In the wake of jihadist terrorist activities in Kenya and Nigeria in 2013, the Angolan government shut down several mosques across the country. This despite the fact that there has never been a religiously linked terrorist attack on Angolan soil.
"The government was fearing the threat of terrorism coming to Angola," says Isaac.
"They were actually demolished by the government," he says. Members of those mosques are now holding services "outdoors, in the streets," he says.
In January of this year, Marques claims, the government also targeted and arrested Muslim immigrants as part of a crackdown on illegal immigration.
"The police started rounding up people everywhere, but the main target happened to be Muslim West Africans," he says.
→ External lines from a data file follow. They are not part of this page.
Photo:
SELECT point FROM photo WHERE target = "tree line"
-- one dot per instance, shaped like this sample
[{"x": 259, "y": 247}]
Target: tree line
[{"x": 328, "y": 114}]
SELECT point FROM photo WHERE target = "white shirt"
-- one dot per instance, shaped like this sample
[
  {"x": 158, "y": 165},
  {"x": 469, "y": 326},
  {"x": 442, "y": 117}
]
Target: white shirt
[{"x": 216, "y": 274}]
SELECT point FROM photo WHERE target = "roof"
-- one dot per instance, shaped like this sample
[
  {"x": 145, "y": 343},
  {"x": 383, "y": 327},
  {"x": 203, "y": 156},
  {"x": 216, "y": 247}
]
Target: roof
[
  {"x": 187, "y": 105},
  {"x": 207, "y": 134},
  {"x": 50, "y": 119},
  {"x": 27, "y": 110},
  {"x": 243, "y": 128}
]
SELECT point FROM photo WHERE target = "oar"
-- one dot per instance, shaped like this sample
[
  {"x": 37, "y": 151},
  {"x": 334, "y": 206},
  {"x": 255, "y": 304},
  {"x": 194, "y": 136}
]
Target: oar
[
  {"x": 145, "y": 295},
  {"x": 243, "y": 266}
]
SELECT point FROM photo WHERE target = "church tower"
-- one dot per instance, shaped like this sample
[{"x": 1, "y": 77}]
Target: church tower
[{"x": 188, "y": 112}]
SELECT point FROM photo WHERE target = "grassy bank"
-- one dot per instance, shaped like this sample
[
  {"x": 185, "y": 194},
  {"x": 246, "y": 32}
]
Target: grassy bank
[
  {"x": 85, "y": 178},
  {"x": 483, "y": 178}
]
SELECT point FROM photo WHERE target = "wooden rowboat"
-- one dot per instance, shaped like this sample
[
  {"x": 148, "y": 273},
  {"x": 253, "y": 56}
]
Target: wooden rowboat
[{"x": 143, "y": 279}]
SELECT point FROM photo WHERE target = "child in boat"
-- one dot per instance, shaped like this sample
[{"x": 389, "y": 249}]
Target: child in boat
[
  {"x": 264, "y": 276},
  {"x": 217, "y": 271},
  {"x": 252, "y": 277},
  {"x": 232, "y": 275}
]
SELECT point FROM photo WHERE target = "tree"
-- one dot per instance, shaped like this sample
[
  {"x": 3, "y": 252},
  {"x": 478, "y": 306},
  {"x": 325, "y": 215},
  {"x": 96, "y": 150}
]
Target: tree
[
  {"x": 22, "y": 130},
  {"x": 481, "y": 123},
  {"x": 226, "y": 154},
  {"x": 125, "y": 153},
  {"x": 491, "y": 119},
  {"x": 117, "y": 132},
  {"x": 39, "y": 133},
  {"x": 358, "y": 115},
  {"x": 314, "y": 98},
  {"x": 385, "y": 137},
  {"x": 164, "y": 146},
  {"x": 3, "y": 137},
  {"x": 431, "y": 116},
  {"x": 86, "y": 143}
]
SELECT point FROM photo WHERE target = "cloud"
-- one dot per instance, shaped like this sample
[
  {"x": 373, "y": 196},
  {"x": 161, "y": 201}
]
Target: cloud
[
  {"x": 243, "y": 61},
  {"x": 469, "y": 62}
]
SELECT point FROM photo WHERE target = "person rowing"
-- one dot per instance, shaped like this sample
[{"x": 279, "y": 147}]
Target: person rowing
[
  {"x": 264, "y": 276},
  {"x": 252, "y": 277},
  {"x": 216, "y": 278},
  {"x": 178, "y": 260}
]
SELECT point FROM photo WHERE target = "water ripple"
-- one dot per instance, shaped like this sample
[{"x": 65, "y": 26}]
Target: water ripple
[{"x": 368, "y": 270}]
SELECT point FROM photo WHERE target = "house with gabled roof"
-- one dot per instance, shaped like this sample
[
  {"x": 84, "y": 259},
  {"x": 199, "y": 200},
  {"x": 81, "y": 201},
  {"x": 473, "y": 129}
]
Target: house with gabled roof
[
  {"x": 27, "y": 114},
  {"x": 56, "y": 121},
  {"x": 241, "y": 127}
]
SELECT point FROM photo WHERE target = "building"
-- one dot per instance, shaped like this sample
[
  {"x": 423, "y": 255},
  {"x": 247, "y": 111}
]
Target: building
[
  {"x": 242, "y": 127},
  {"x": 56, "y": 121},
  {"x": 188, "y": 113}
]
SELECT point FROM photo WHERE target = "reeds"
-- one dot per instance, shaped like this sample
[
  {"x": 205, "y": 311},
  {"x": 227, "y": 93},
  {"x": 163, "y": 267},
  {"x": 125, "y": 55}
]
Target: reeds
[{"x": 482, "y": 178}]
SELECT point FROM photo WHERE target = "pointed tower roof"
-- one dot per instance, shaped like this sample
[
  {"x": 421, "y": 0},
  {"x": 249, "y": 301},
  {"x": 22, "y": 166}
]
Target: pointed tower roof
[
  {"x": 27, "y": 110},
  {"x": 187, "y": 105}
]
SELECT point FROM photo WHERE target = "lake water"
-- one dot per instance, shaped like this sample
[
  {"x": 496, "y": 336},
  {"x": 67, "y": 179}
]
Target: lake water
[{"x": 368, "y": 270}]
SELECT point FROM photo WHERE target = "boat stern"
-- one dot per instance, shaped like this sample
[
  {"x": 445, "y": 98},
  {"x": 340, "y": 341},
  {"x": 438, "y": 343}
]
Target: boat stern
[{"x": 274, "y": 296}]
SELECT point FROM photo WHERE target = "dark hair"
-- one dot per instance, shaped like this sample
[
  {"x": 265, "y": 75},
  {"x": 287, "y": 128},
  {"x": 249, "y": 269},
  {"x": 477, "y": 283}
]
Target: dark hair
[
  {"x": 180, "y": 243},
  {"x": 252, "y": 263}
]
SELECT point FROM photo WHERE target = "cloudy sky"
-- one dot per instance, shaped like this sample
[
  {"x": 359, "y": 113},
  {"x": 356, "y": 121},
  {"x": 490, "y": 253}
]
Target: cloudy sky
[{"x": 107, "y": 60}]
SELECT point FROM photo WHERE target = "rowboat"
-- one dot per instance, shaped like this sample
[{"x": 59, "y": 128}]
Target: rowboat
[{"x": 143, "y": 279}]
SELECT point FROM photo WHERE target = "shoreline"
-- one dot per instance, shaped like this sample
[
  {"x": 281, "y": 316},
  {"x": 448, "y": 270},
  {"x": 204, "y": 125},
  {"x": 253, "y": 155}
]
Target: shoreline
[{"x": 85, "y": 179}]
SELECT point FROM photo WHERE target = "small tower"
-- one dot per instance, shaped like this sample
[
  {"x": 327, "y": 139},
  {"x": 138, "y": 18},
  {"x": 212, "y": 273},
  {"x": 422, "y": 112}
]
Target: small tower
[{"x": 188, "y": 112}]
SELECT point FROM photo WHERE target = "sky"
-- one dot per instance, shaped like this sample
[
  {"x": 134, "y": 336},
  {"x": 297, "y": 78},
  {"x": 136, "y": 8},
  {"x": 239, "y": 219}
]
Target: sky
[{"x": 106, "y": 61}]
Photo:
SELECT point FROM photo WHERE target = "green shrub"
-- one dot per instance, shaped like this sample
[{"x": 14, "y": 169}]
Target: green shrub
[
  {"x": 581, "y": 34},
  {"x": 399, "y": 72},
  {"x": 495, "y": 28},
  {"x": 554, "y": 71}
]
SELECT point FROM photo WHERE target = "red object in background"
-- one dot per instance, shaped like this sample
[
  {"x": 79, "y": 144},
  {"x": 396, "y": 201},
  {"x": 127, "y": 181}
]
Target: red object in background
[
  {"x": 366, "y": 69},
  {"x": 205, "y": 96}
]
Marques says the Angolan government has even blamed West African immigrants for some of the country's economic problems, including rising food prices.
"When food prices go up, the government says that the [Muslim] guys who run the shops are the problem, that they are inflating prices — and then they have their shops looted," Marques says.
Despite the hostility of the Angolan government, Marques says Muslims continue to practice their religion. There are still a number of mosques in the country, particularly in heavily Muslim neighborhoods. Marques says these structures are considered illegal, but the government will not tear them down for fear of a backlash.
"You can imagine what would happen if someone posted a video on the Internet of the government tearing down a mosque," he says.
As for Trump's call to prevent Muslims from coming to the U.S., Isaac says that's something that's never happened in Angola.
"Angola has never called for a ban on Muslim immigrants," he says. "That could invite a terrorist attack. It would be dangerous."